Safdi is one of eight Palestinian prisoners who have been refusing food for an extended period of time, with six of them now being held in the hospital wing of Ramle prison near Tel Aviv.
"Six prisoners who started their hunger strike several months ago have been placed in the medical ward of the Ramle prison and are on a drip," Sivan Weizman, spokeswoman for the Israel Prisons Service said.

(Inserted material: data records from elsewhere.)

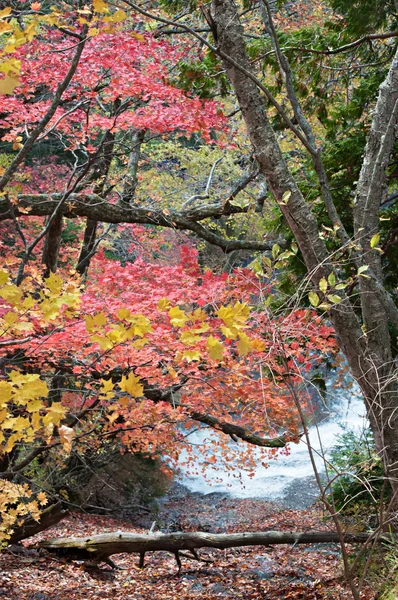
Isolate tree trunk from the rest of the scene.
[40,531,392,561]
[212,0,398,499]
[76,219,98,275]
[42,214,63,277]
[8,502,69,544]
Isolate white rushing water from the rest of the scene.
[178,378,367,500]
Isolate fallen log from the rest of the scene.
[39,531,392,567]
[8,502,69,544]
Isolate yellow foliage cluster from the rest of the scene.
[0,480,47,547]
[0,270,80,545]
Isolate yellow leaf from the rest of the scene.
[104,9,127,23]
[182,350,200,362]
[0,58,22,76]
[13,417,30,432]
[26,399,44,413]
[58,425,75,454]
[116,308,131,321]
[192,308,207,321]
[84,315,94,333]
[0,381,12,406]
[101,379,114,394]
[0,285,22,306]
[0,7,12,19]
[93,312,106,327]
[251,338,265,352]
[158,298,170,310]
[207,336,224,360]
[119,373,144,398]
[133,338,149,348]
[169,306,189,327]
[180,330,200,344]
[44,273,62,294]
[220,325,238,340]
[0,269,9,285]
[3,312,18,325]
[237,332,251,356]
[36,492,48,506]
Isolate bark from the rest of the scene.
[119,129,145,206]
[40,531,392,564]
[76,219,98,275]
[43,215,63,277]
[212,0,398,498]
[0,193,284,252]
[76,127,116,275]
[8,502,69,544]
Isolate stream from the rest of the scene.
[177,375,367,509]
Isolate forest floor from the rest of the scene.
[0,485,375,600]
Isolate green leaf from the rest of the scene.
[327,294,341,304]
[357,265,369,275]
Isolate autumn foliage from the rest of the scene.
[0,0,336,542]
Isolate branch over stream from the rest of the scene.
[40,531,393,568]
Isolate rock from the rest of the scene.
[246,556,276,581]
[190,581,203,592]
[207,582,232,598]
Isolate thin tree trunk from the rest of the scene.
[212,0,398,498]
[42,215,63,277]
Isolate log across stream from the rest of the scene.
[40,531,393,567]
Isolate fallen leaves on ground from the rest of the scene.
[0,494,374,600]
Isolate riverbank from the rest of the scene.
[0,484,374,600]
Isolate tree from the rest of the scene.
[118,0,398,510]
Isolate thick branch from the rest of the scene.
[0,193,280,252]
[8,502,69,544]
[40,531,392,561]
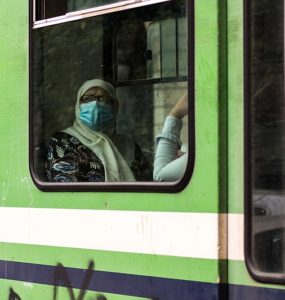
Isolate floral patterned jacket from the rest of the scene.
[45,132,153,182]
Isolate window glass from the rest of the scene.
[31,1,188,183]
[249,0,285,274]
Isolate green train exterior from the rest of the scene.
[0,0,285,300]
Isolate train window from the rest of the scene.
[245,0,285,282]
[35,0,135,21]
[30,0,194,190]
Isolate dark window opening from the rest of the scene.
[31,0,188,189]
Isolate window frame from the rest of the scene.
[29,0,195,193]
[243,0,285,284]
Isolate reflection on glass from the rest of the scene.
[33,1,188,182]
[250,0,285,273]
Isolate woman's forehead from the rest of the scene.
[83,86,109,95]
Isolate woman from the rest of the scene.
[46,79,151,182]
[153,94,188,181]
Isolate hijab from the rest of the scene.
[64,79,135,182]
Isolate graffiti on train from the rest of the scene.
[53,260,107,300]
[8,260,159,300]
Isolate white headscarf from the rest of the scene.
[64,79,135,181]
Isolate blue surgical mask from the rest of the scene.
[79,101,114,131]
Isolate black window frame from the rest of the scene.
[29,0,195,193]
[243,0,285,284]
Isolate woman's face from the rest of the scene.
[80,87,115,110]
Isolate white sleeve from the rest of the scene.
[153,116,188,181]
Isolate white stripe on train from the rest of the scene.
[0,207,244,260]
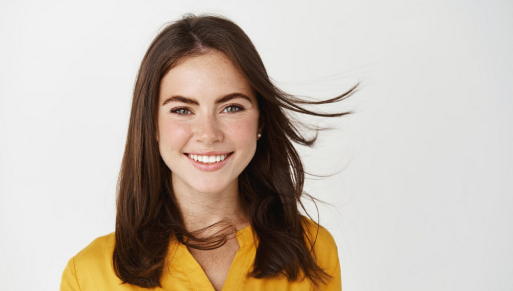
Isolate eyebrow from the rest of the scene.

Five of them are being held in administrative detention, and two -- Bilal Diab and Thaer Halahla -- are now entering their 57th day on hunger strike.
On Tuesday, their lawyer Jamil al-Khatib also filed an appeal at the Supreme Court after a military judge had on Monday rejected their appeals following a closed meeting with members of Israel's Shin Bet internal security service.
A ninth prisoner, Ahmed Saqer, who had refused food for 32 days, was released last week after spending 43 months in administrative detention.
Refusing food has become an increasingly popular form of protest since the landmark strike undertaken by Islamic Jihad prisoner Khader Adnan, who went 66 days without food in a campaign that turned him into a national hero.
Over the past week, another 1,350 prisoners have begun an open-ended hunger strike to protest against the conditions in which they are being held.
There are 4,699 Palestinians being held in Israeli jails, of whom 319 are in administrative detention, according to Prisoners' Club figures.